A funny, fresh, and brilliantly insightful collection of stories from a beloved writer, with a new introduction by Francine Prose
Johanna Kaplan's beautifully written stories first burst on the literary scene in the late 1960s and early 1970s. Today they have retained all of their depth, surprise, and humor-their simultaneously scathing, hilarious, and compassionate insight into character and behavior. From Miriam, home from school with the measles, to Louise, the daughter of a family that fled Vienna for the Dominican Republic, to Naomi, a young psychiatrist, her heroines are fierce, tender, funny, and cuttingly smart.

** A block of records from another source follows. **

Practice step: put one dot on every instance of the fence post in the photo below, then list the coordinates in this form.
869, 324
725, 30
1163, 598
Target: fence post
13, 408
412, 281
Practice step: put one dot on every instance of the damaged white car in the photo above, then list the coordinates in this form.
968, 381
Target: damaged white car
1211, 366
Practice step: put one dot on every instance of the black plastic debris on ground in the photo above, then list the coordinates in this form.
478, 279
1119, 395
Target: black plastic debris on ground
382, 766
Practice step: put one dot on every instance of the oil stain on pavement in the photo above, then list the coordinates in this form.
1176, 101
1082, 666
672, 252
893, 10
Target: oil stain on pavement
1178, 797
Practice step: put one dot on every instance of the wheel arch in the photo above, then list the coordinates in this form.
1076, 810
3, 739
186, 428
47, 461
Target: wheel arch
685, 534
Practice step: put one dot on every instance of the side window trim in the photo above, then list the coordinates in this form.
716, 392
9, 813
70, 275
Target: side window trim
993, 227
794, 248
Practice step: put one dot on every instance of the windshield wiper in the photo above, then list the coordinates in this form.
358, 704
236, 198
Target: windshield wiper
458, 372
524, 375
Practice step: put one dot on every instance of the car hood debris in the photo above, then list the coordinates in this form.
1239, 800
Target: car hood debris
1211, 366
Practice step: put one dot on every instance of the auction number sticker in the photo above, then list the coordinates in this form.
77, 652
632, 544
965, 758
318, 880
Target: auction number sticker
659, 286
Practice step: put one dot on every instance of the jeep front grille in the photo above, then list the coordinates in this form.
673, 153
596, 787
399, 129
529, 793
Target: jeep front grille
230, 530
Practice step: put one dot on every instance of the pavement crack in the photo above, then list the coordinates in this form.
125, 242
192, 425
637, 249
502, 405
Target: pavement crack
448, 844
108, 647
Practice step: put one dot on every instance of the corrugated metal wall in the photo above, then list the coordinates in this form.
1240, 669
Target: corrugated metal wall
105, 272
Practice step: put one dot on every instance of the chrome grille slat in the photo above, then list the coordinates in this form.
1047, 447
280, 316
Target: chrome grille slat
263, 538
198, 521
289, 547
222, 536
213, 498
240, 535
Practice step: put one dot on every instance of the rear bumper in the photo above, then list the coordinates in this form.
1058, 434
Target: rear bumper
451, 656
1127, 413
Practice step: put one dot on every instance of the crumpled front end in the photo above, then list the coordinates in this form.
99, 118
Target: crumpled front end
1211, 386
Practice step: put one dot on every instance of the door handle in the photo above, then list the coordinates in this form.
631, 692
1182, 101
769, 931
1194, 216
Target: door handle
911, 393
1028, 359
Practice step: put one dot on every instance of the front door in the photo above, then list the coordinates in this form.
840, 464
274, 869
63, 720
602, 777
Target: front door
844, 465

At once specific to a particular period, place, and milieu-mainly, Jewish New York in the decades after World War II-Kaplan's stories resonate with universal significance. In this new collection, which includes both early and later stories, unforgettably vivid characters are captured in all of their forceful presence and singularity, their foolishness and their wisdom, their venality and their nobility, while, hovering in the background, the inexorable passage of time and the unending pull of memory render silent judgment.
In its pitch-perfect command of dialogue matched with interwoven subtleties of insight and feeling and a masterful control of language, Loss of Memory Is Only Temporary is itself a timeless collection of the finest work by one of the most extraordinary talents of our age.